Staff Writer Tamara Kormornick on why “Blue Jean”, an award-winning archival drama with contemporary relevance, deserves a permanent spot in the queer film canon. This review is supplemented by quotes from a Director’s Q and A at Soho House on February 11 2022 which featured Director Georgia Oakley, Producer Hélène Sifre and Lead Actress Rosy McEwen.
It is not hard to see why interest in “Blue Jean” has been gaining momentum with audiences since its premiere at the Venice Film festival last year, where it took home the People’s Choice Award. The film brilliantly captures the hushed experiences of British lesbian teachers and their communities during a period of threat which only came to an end twenty years ago. Shot in 16mm, Georgia Oakley’s directorial debut prioritises delicacy over boldness and invites the audience into queer and non-queer spaces through the perspective of a woman whose livelihood becomes increasingly threatened by government legislation.
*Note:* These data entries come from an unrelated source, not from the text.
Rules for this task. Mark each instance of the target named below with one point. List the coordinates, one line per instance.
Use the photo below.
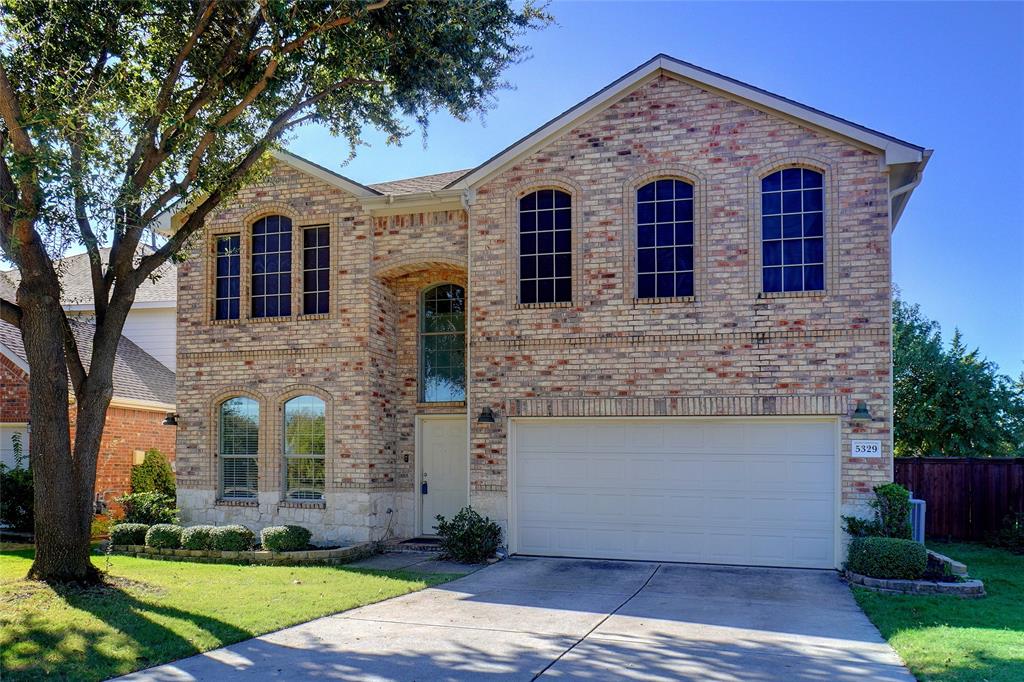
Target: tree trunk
(62, 495)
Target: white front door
(443, 482)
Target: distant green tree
(950, 402)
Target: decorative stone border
(330, 557)
(972, 589)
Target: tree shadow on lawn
(41, 643)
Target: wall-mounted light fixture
(861, 414)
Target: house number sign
(865, 449)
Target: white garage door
(716, 491)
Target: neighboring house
(649, 330)
(143, 394)
(151, 323)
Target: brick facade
(728, 350)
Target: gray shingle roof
(76, 282)
(412, 185)
(137, 375)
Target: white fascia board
(895, 151)
(13, 357)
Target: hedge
(285, 538)
(887, 558)
(164, 536)
(198, 537)
(128, 534)
(232, 539)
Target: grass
(156, 611)
(949, 638)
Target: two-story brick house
(648, 330)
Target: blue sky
(946, 76)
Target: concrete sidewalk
(527, 617)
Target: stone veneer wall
(726, 351)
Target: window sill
(237, 503)
(302, 504)
(537, 306)
(793, 294)
(664, 299)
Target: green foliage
(232, 539)
(198, 537)
(887, 557)
(148, 508)
(164, 536)
(469, 538)
(951, 401)
(1011, 536)
(285, 538)
(154, 475)
(891, 508)
(128, 534)
(16, 499)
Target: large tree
(949, 401)
(115, 111)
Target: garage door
(716, 491)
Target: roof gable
(895, 151)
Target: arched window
(442, 344)
(239, 448)
(304, 446)
(793, 252)
(546, 247)
(271, 273)
(665, 239)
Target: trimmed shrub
(232, 539)
(285, 538)
(128, 534)
(198, 537)
(164, 536)
(469, 538)
(148, 508)
(887, 558)
(154, 475)
(16, 499)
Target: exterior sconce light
(861, 414)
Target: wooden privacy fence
(968, 498)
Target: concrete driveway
(530, 617)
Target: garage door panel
(713, 491)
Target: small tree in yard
(114, 111)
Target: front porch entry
(442, 469)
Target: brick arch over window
(759, 257)
(516, 253)
(696, 223)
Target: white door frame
(418, 469)
(513, 527)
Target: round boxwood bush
(128, 534)
(164, 536)
(232, 539)
(887, 558)
(285, 538)
(198, 537)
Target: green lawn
(157, 611)
(948, 638)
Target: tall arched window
(271, 273)
(304, 446)
(546, 247)
(442, 344)
(793, 252)
(665, 239)
(239, 449)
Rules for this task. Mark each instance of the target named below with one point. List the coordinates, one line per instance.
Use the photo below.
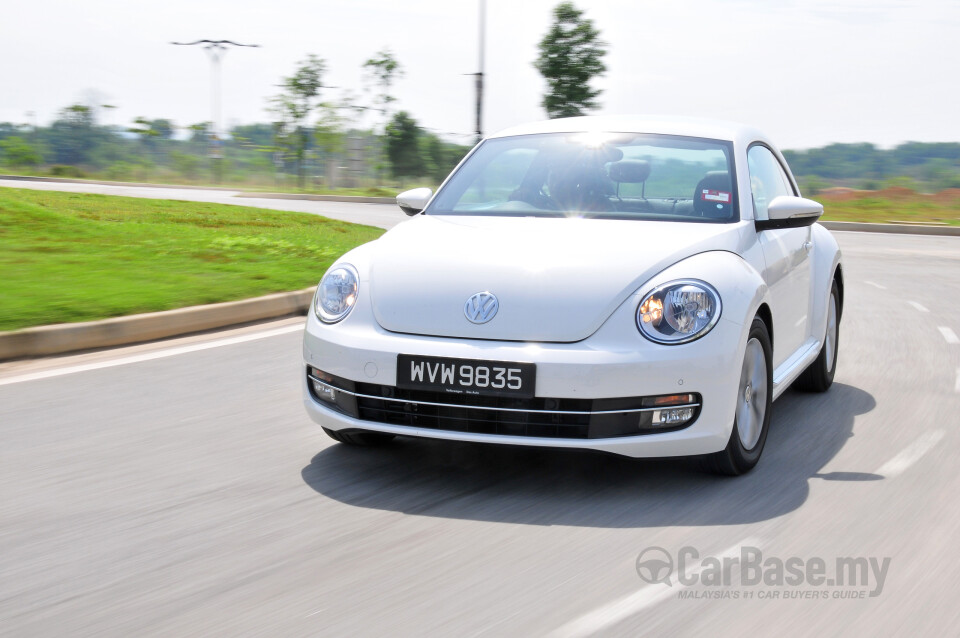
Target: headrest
(630, 171)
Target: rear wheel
(752, 418)
(359, 437)
(818, 377)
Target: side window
(499, 179)
(767, 179)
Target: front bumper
(614, 362)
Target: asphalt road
(382, 215)
(179, 488)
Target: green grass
(892, 205)
(68, 257)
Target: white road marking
(148, 356)
(604, 617)
(911, 454)
(948, 334)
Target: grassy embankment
(891, 205)
(68, 257)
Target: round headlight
(337, 293)
(679, 311)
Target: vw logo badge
(481, 307)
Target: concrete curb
(120, 331)
(317, 198)
(70, 180)
(321, 198)
(902, 229)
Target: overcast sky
(807, 72)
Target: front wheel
(752, 418)
(818, 377)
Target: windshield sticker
(715, 196)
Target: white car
(641, 286)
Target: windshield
(615, 175)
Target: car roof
(654, 124)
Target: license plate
(466, 376)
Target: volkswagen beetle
(641, 286)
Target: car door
(786, 253)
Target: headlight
(679, 311)
(336, 294)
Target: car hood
(556, 279)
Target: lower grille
(510, 416)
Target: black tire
(737, 458)
(818, 377)
(359, 437)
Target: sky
(806, 72)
The film centres around the titular character, Jean, a secondary school PE teacher in the northeast of England during Thatcher’s government. The year 1988 is significant, as it is when legislation known as Section 28 was proposed which prevented local authorities from the “promotion of homosexuality” by local authorities and included education.
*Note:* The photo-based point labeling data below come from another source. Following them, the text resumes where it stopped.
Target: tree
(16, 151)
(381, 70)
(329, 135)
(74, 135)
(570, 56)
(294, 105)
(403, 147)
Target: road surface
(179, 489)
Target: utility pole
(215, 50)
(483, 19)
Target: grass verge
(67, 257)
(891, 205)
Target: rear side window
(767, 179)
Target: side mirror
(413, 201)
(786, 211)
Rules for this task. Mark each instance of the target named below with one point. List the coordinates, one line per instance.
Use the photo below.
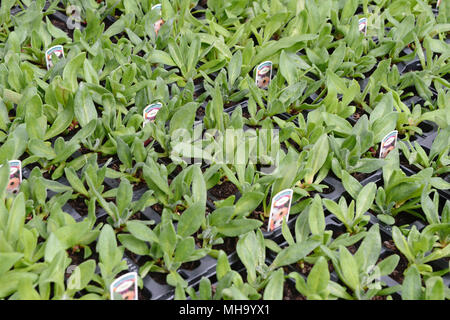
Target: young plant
(229, 81)
(111, 262)
(169, 249)
(439, 221)
(399, 193)
(438, 157)
(361, 273)
(316, 286)
(412, 288)
(419, 248)
(229, 286)
(229, 219)
(349, 154)
(186, 189)
(310, 226)
(314, 166)
(123, 208)
(353, 216)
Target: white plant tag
(281, 205)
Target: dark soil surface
(190, 265)
(223, 190)
(358, 114)
(228, 245)
(61, 25)
(361, 176)
(290, 292)
(200, 112)
(158, 208)
(397, 274)
(79, 205)
(159, 277)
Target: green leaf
(41, 149)
(435, 289)
(316, 218)
(141, 231)
(191, 219)
(317, 157)
(134, 245)
(247, 249)
(234, 68)
(82, 275)
(247, 203)
(75, 182)
(350, 273)
(274, 288)
(16, 219)
(238, 226)
(365, 198)
(412, 287)
(84, 108)
(8, 259)
(294, 253)
(319, 277)
(71, 70)
(184, 250)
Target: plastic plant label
(362, 25)
(150, 112)
(125, 287)
(57, 50)
(157, 25)
(388, 143)
(281, 205)
(263, 74)
(15, 176)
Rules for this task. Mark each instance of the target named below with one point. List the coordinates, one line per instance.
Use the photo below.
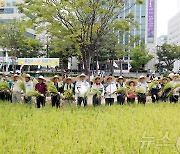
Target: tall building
(174, 30)
(146, 16)
(8, 10)
(178, 4)
(162, 40)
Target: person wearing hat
(81, 89)
(55, 98)
(2, 93)
(142, 84)
(1, 76)
(16, 89)
(41, 87)
(68, 84)
(8, 92)
(131, 91)
(120, 83)
(175, 91)
(153, 76)
(155, 90)
(28, 86)
(97, 85)
(110, 89)
(163, 94)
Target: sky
(166, 9)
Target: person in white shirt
(81, 89)
(55, 97)
(91, 77)
(142, 84)
(2, 92)
(97, 86)
(16, 90)
(28, 86)
(121, 95)
(110, 89)
(68, 84)
(175, 93)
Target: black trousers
(131, 100)
(28, 100)
(80, 100)
(155, 98)
(55, 100)
(109, 101)
(2, 95)
(40, 101)
(96, 101)
(8, 96)
(174, 98)
(141, 98)
(121, 99)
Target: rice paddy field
(150, 129)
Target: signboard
(151, 16)
(39, 61)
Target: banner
(151, 16)
(39, 61)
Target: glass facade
(139, 12)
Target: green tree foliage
(13, 39)
(168, 54)
(81, 23)
(139, 57)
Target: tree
(139, 57)
(13, 40)
(81, 23)
(168, 54)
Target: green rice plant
(152, 84)
(35, 81)
(4, 85)
(121, 89)
(86, 95)
(149, 129)
(177, 86)
(130, 89)
(140, 91)
(168, 86)
(33, 93)
(68, 95)
(51, 88)
(98, 93)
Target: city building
(174, 30)
(174, 35)
(162, 40)
(146, 16)
(8, 12)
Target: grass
(115, 129)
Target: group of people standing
(109, 88)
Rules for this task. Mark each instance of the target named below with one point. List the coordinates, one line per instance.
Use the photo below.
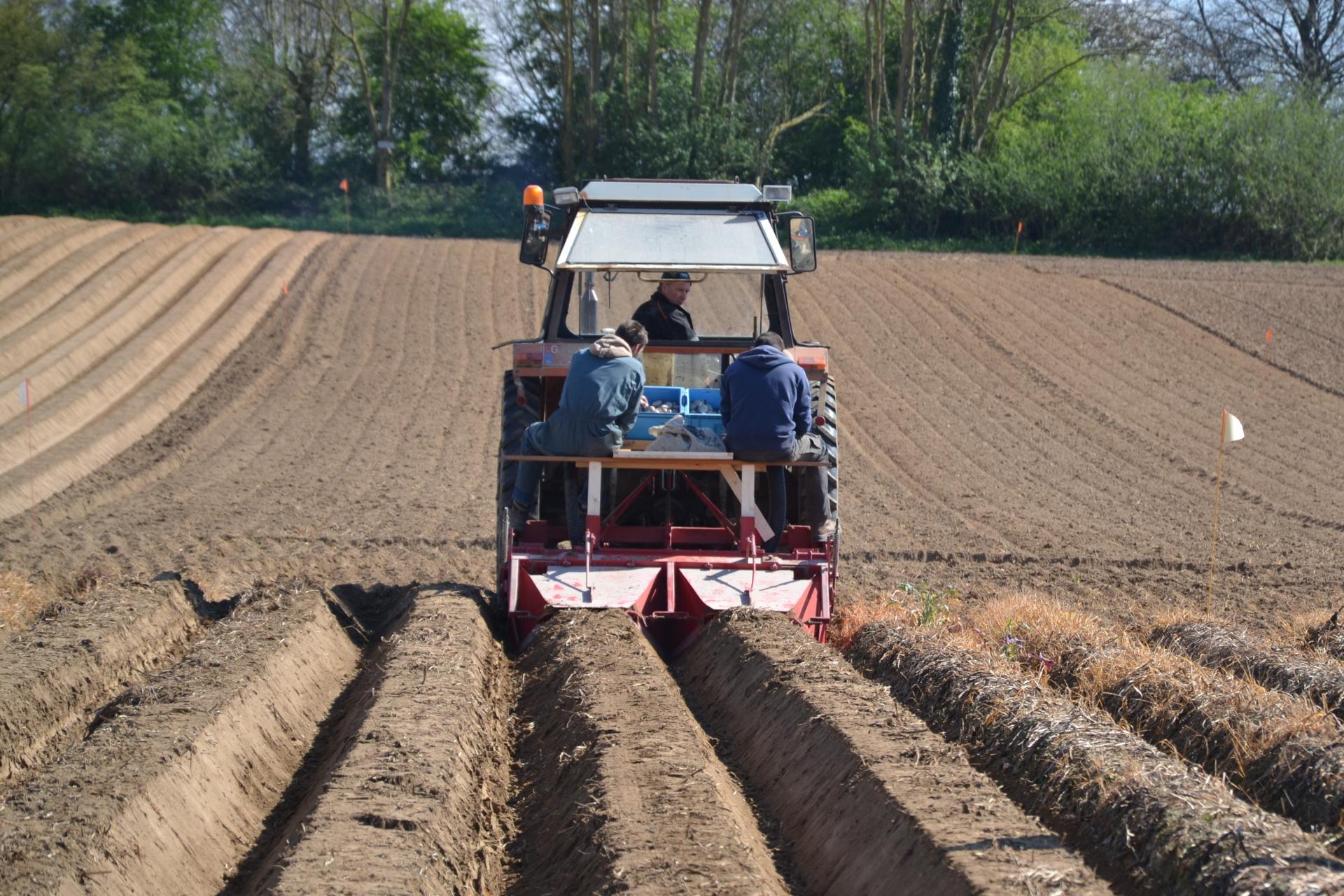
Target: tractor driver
(601, 398)
(664, 315)
(768, 416)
Throughout the film, Jean’s struggle to straddle two worlds on either side of the River Tyne intensifies. In one world, she hides her sexuality from judgemental colleagues and the teenage netball squad. In the other, she plays pool in gay bars and slurps noodles on the couch watching cringeworthy episodes of Cilla Black’s Blind Dates with Viv, her brazen, shaven-headed girlfriend.
Throughout, the film attempts to restore an archival collage and captures queer spaces and culture, such as DIY Dyke magazines, gay bars and a lesbian community cooperative which would have been funded by professionals like Jean. The town of Newcastle plays an important role in the film for Director Georgia Oakley. In her words, “Right at the beginning I had in my head that Jean would have to cross the River Tyne every day to go to work and, in Newcastle, the queer triangle would have been in the city centre which is where the cooperative would have been.”
Rosy McEwen’s captivating performance as Jean is paramount to the success of the film, for which she won the best lead performance award at the British Film Institute awards in December. In the Directors Q and A on February 11, McEwen spoke about the conversations she had with the women whose stories inspired the film and how this shaped her performance:
“One line that stuck with me was from the teacher Catherine Lee, who said, ‘I wish I had been braver’. The frustration she felt was exactly what Jean had experienced. It felt so unnatural to not release, and that repression and forcing everything down created a pressure.”
McEwen masterfully conveys Jean’s repression in challenging circumstances, which are heightened when fifteen-year-old student Lois inhabits Jean’s intensely separate queer and straight worlds. The powerfully internalised performance throughout is heightened by the juxtaposition of Chris Roe’s orchestral score and classic 80s tracks such as New Order’s “Blue Monday”.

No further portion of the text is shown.